I have around 11,000 miles on my 2013 Cruze. They are replacing my power steering rack because it is doing that notchy thing everyone is complaining about. MIne was so bad that it would lose power steering at around 20mph on a occasional basis. THey are also replacing my e-brake because the cable was too stretched or something from the last time i brought it in to get serviced.


----------



## Toothless (Apr 7, 2013)

Robby said:


> My response was based on part in stock.
> 
> Because both holidays fell in the middle of each week all parts deliveries (everyone, not just G.M.) are disrupted.....truth be told, over a two week period you are only working with six warehouse operation and delivery days.
> 
> ...


They told me when i brought it in that they had the parts to fix it because a lot of the cruzes were coming in with the same problem i was having


----------



## *tim* (Aug 7, 2013)

my 14 cruze with less then 1000 miles is getting a new rack also. the dealership told me they would call me when they got the part in and if i dropped it off in the morning they would bring it to my work by the end of the day


----------



## earthgirl (Dec 26, 2013)

This steering problem has me worried. How many people are having this issue?


Sent from AutoGuide.com Free App


----------



## spacedout (Dec 7, 2010)

earthgirl said:


> This steering problem has me worried. How many people are having this issue?

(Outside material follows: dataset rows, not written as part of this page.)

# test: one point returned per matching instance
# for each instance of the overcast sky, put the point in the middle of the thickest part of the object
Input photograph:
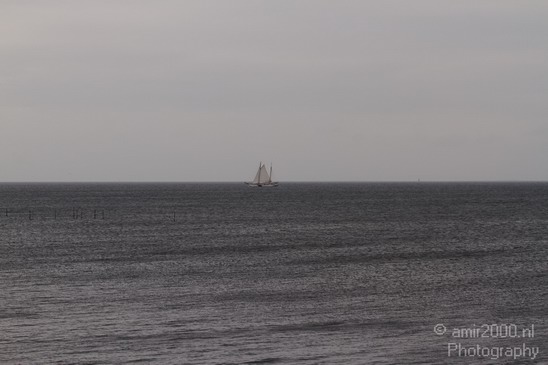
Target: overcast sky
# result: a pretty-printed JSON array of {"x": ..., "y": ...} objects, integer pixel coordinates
[{"x": 135, "y": 90}]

I would not worry about this issue unless you are experiencing it. My car had the steering become notchy during a trip at around 17,000 miles, once I put another 600+ miles on the car it did not continue to misbehave. I have 37,000+ miles on my car now & have had no further issues.


----------



## jblackburn (Apr 14, 2012)

earthgirl said:


> This steering problem has me worried. How many people are having this issue?
> 
> 
> Sent from AutoGuide.com Free App


My first steering rack (last year) got much, much worse with time to the point it would freeze, then jerk the car when it finally responded.

The new one is much, much more discrete - I wouldn't notice it if it hadn't happened before, but it's back again.


----------



## diesel (Jun 8, 2013)

Mine has done the notchy thing for over 20K miles but hasn't gotten any worse or better. I decided to just live with it since it really didn't seem like an issue to me.


----------



## Yates (Aug 24, 2012)

The Pontiac g-6 had the steering rack problem for some years and the replacement parts wore out within months. There is a whole message board somewhere dedicated to the problem. Hope this doesn't become a problem for the Cruze too.


----------



## *tim* (Aug 7, 2013)

well i got my new rack put on today. the dealer was great about it all and said that they had three other cruzes this month to do the same thing and to call em back if we had any future problems with it. havent really drove it enough to tell if its fixed or not though.


----------



## hydrasport (Jul 15, 2012)

What did you do or say to convince your dealer to replace the steering rack. I know what the complaint with the steering system is, and I am having the same issue on my car. My dealer just states that GM has no recall or tsb on the repair.


----------



## jsusanka (Jan 31, 2011)

Jim Frye said:


> OP, is the dealership sitting around waiting on parts? Is this a warranty repair? I once knew a dealership service department that had really bad cash flow issues and they didn't have parts in stock (not that the steering rack would be a stocked part), and were juggling needs against cash flow.


did you get rid of your cruze?


----------



## *tim* (Aug 7, 2013)

hydrasport said:


> What did you do or say to convince your dealer to replace the steering rack. I know what the complaint with the steering system is, and I am having the same issue on my car. My dealer just states that GM has no recall or tsb on the repair.


i didnt really have to say much just took the tech on a test drive and told him to try and get the car to drive straight and he couldnt even after checking alignment. i have bought several cars and trucks from the same dealer and have never had a problem getting them to fix something


----------